CoursSciences humaines et sociales · tle
Comment une société se souvient-elle de son passé ? L'histoire et la mémoire ne se confondent pas. Ce thème de HGGSP analyse les rapports, parfois tendus, entre histoire et mémoires.
Le cours
L'histoire est le travail des historiens : une connaissance rigoureuse du passé, fondée sur des sources et une démarche critique. La mémoire est le souvenir qu'un groupe garde du passé, souvent chargé d'émotion et de subjectivité. Les deux ne se confondent pas.
L'histoire est un savoir ; la mémoire, un souvenir vécu.
L'historien établit des faits ; la mémoire est le souvenir d'un groupe, plus subjectif.
Il n'existe pas une seule mémoire, mais des mémoires multiples : différents groupes se souviennent différemment d'un même événement, selon leur vécu. Ces mémoires peuvent coexister, mais aussi entrer en concurrence ou en conflit.
Un même passé peut donner lieu à des mémoires différentes.
Un même événement historique peut être vécu et mémorisé différemment selon les groupes.
Le rapport au passé soulève des enjeux : reconnaissance des victimes, justice, réparation. L'État peut intervenir (commémorations, lois mémorielles). L'histoire et la mémoire sont parfois mobilisées dans des débats de société, voire instrumentalisées.
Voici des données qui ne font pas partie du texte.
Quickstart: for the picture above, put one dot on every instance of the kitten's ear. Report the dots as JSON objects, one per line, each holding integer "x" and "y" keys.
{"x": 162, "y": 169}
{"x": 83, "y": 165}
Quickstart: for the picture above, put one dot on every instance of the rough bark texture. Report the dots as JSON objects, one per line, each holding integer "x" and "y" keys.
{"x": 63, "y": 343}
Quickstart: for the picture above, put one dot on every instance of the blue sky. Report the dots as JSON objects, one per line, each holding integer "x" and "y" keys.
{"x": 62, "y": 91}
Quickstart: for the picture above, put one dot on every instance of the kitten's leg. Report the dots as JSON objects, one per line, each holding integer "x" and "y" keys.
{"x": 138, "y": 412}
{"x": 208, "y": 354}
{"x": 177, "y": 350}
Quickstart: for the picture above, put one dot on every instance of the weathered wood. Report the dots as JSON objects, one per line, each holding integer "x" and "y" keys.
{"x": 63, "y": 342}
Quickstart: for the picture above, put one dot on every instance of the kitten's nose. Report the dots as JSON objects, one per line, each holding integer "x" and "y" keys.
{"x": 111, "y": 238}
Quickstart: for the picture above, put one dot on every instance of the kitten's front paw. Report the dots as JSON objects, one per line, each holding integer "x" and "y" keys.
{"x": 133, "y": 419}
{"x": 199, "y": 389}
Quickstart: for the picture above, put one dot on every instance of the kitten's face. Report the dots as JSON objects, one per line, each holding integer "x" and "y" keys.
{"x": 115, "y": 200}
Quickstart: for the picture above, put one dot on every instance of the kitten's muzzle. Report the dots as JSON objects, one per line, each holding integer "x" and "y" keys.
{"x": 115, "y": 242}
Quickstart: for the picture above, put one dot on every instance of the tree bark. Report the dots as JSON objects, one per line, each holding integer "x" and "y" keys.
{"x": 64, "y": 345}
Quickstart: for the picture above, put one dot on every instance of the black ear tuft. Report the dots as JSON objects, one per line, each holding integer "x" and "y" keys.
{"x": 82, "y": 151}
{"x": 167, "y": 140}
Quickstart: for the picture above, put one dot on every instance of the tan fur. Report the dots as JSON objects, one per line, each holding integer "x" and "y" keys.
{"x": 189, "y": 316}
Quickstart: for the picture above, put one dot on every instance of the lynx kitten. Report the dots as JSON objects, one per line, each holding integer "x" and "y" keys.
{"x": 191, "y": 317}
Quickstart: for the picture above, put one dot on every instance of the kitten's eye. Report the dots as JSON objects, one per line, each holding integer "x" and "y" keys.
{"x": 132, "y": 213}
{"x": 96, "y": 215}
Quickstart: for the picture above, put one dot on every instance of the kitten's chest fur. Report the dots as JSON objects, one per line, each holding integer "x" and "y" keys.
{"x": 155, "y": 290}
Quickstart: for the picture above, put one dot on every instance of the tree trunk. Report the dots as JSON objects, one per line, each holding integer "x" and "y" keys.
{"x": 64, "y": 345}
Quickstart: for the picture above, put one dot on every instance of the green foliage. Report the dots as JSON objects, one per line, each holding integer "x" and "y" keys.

Le rapport au passé est un enjeu de société.
Les commémorations officielles participent à la mémoire collective d'un événement.
Face aux mémoires multiples, l'historien a un rôle particulier : établir les faits avec rigueur, distinguer le vrai du faux, éclairer le passé sans le déformer. Il contribue ainsi à un rapport apaisé et lucide au passé, distinct des mémoires partisanes.
L'historien éclaire le passé avec rigueur.
L'historien établit les faits avec rigueur, au-delà des mémoires partisanes.
La mémoire est le souvenir vécu et transmis d'un groupe : elle est subjective, sélective, souvent chargée d'émotion, et il en existe plusieurs pour un même événement.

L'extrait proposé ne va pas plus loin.